Langit mengambil peralatan tidurnya. Malam ini adalah malam pertama dia tidur di negeri ini. Dan tidur pertamanya harus dilaluinya di sebuah ruangan, dan teman tidurnya adalah tumpukan buku-buku. Semoga malam ini dia tidak akan mengalami mimpi buruk bersama buku-buku itu.
Dan langitpun melenggang menuju kamarnya.

***

entahlah, aku merasa aku tidak benar-benar diterima berada di sini oleh kwang jo..  
tulis langit di kolom chatnya bersama sally.
Eissssh... itu hanya perasaanmu saja. Kalau baru bertemu orang baru, dia memang selalu seperti itu..terkesan dingin..
Balas sally, disertai dengan emoticon bertanda senyum, “fighting” sambungnya lagi.
Langit membenamkan kepalanya ke bantal berwarna pink. Kalau di indonesia, jarang sekali menemukan ornamen2 berwarna pink di kamar atau rumah seorang lelaki lajang. Tidak hanya bantal, selimut dan kasur lipat yang sekarang ditempatinya pun berwarna senada.
“kwang jo memang tidak dingin, tapi ketus” batin langit.
Bayanganku sebelum bertemu dia berbeda terbalik dengan realitanya sekarang ... sambung langit
Mungkin karena ini hari pertama. Bertahanlah, masih ada kesempatan di hari hari selanjutnya. Dia akan berubah menjadi kwang jo yang kukenal
Jawab sally
“Hari-hari selanjutnya ? Berarti akan ada 29 hari ke depan” membayangkannya saja sudah membuatnya ingin segera memejamkan mata. Berharap apa yang dialaminya hari ini hanyalah sebuah mimpi. Dan kwang jo yang akan ditemuinya begitu terbangun nanti, bukanlah kwang jo yang ini.
Sudahlah, mari kita akhiri pembicaraan tentang sahabat lamamu ini. Bagaimana persiapanmu ?
Tulis langit.
Aku tidak tahu persis..sambung sally.
Mwo ?? ..sambung langit secepat kilat.
Ya ! bagaimana bisa kau sendiri tidak tau sudah sejauh mana progress persiapan pernikahanmu!
Sambung langit lagi tanpa sempat menunggu balasan sally.
Bukan aku yang mengurus semuanya.

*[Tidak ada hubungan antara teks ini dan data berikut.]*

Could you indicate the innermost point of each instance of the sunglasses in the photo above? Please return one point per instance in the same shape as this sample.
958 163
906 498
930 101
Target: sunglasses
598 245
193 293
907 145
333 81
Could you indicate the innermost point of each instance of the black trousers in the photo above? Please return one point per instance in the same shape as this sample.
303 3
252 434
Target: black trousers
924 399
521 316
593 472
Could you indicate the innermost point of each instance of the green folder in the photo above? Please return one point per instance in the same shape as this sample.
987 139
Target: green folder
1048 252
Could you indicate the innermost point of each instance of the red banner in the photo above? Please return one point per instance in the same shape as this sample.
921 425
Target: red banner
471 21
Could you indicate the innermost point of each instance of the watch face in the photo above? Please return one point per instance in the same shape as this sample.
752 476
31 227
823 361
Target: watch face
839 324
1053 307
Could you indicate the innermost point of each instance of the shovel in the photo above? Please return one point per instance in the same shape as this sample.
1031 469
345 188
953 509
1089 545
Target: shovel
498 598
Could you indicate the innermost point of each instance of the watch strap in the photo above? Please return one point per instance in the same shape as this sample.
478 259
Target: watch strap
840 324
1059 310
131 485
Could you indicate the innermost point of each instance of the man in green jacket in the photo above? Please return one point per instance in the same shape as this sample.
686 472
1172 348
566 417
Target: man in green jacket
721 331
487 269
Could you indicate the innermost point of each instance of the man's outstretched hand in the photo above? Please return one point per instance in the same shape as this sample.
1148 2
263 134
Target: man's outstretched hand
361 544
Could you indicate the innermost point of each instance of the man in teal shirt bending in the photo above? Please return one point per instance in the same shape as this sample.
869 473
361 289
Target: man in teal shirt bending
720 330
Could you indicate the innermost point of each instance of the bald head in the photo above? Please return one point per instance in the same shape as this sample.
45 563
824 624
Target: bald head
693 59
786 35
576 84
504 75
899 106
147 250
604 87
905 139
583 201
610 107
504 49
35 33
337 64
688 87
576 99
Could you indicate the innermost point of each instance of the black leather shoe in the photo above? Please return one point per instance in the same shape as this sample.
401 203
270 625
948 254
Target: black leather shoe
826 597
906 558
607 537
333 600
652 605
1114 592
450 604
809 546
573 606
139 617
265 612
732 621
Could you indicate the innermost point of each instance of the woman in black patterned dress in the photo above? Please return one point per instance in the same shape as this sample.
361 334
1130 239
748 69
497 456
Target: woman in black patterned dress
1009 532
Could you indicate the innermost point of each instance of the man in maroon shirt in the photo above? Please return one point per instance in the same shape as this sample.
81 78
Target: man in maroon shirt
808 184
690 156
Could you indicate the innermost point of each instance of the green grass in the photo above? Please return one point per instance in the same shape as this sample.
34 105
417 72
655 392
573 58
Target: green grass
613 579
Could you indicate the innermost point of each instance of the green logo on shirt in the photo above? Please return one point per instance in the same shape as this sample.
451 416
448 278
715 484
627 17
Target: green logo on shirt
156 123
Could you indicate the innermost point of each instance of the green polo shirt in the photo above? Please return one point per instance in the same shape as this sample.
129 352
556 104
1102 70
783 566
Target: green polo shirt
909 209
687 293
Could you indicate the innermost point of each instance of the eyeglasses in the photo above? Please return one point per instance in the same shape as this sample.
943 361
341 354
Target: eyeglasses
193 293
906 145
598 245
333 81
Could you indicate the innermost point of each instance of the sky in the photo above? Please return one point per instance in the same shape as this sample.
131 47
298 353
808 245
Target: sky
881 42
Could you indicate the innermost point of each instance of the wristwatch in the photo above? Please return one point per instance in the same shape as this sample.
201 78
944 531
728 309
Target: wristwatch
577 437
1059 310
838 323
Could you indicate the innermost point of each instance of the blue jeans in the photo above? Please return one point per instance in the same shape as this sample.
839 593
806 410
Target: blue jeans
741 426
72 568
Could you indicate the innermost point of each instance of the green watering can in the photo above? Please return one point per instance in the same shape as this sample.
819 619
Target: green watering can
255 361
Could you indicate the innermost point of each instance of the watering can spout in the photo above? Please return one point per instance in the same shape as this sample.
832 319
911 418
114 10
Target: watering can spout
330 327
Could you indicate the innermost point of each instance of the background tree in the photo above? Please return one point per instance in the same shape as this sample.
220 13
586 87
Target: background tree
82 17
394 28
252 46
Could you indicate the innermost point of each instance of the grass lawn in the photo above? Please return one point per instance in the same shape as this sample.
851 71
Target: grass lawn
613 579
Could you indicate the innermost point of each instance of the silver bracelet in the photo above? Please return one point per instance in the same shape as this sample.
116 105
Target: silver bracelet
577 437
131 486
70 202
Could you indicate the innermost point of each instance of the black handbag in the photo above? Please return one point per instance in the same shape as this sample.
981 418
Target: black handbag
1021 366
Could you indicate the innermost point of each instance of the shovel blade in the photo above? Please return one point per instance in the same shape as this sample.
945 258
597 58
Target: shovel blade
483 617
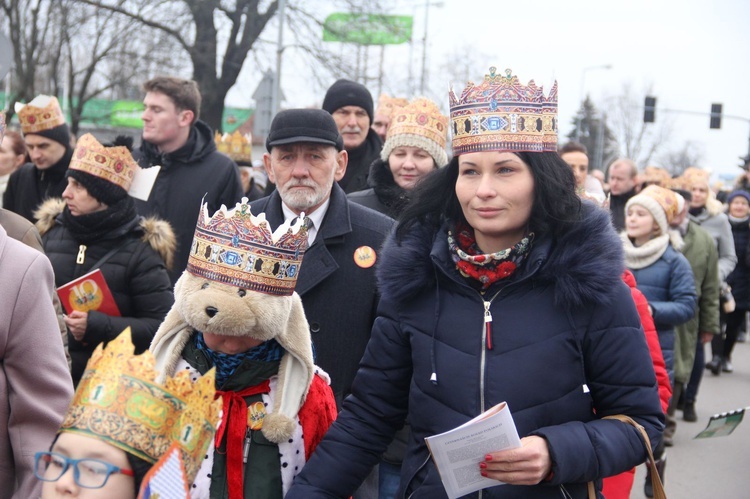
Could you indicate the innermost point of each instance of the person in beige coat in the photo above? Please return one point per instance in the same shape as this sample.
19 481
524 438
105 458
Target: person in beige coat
33 400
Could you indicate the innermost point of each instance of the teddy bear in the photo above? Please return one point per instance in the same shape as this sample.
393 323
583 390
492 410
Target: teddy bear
236 310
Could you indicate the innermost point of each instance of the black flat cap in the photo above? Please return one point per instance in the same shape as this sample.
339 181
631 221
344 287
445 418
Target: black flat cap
304 125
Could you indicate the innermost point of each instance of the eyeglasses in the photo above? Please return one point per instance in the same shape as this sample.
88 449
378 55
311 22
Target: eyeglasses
87 473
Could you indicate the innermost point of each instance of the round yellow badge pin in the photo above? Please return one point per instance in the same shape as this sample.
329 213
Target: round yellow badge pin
365 257
255 414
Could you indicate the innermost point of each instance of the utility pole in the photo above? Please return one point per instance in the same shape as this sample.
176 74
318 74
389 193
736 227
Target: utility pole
276 93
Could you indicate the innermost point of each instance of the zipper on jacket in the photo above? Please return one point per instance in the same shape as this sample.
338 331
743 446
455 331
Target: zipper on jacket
486 345
81 254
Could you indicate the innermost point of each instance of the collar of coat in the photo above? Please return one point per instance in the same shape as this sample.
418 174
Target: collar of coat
582 266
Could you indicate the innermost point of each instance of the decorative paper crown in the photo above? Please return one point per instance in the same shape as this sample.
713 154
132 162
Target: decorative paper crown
113 164
237 146
693 175
418 124
119 402
237 248
666 198
500 114
388 104
42 113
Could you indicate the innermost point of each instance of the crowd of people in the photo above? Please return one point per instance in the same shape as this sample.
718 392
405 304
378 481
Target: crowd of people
425 268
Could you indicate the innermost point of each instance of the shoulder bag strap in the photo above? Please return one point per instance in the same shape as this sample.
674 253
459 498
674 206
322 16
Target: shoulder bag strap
655 480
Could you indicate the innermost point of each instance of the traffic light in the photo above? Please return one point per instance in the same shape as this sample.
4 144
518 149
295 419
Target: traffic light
649 110
715 116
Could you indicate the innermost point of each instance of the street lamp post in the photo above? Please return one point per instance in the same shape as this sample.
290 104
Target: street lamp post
427 6
583 90
276 92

Jawaban dari sally muncul di kotak chatnya.
Aku hanya tinggal menunggu beres. Sambungnya.
Langit merasakan sesuatu hal yang berbeda. Sangat berbeda. Dulu saja, ketika pernikahan salah satu kakak tertua langit, sally yang juga bertugas sebagai salah satu panitia bersama langit, begitu bersemangatnya. Dan sekarang ? untuk pernikahannya sendiri ?
Apa kau stress menjelang hari pernikahanmu ? tanya langit
Sally tampaknya sedang mengetik sesuatu yang panjang. Langit menunggu balasan selanjutnya. Tapi justru selanjutnya, ada tanda bahwa kaliman-kalimat itu baru saja dihapusnya, dan berganti dengan tulisan “tidak, aku baik-baik saja”
Entah mengapa, langit merasakan sesuatu yang berbeda di jawaban sally kali ini. Dan itu yang dirasakannya menjelang hari-hari keberangkatannya ke korea.
“seandainya aku bisa. Tentu sekarang aku sudah akan berada di pesawat yang sama denganmu”
Langit teringat ucapan sally ketika sally mengantarnya ke bandara soekarno hatta.
“hei, dilarang ! pamali” ucap langit.
Tiba-tiba langit merasa saat ini ia ingin terbang kembali ke indonesia. Benarkah keputusanku datang ke sini adalah hal yang benar..langit hanya bisa bertanya dalam hati. Pikirannya semakin tidak keruan ketika tanpa sengaja matanya tertuju pada sebuah bingkai foto yang terpajang di dinding. Foto kelulusan kwang jo. Dan ada sally di sana. Bersama satu orang lain lagi_
Langit mulai gag kerasan

***
 
Malam semakin kian beranjak turun. Tidak heran, karena jam di dinding sudah menunjukkan pukul setengah satu dini hari. Meskipun sudah tampak sepi, tapi keramaian masih saja berlangsung di sebuah tempat di mana kwang jo berada sekarang. Keramaian yang berasal dari dua tiga orang yang habis menenggak berbotol-botol arak.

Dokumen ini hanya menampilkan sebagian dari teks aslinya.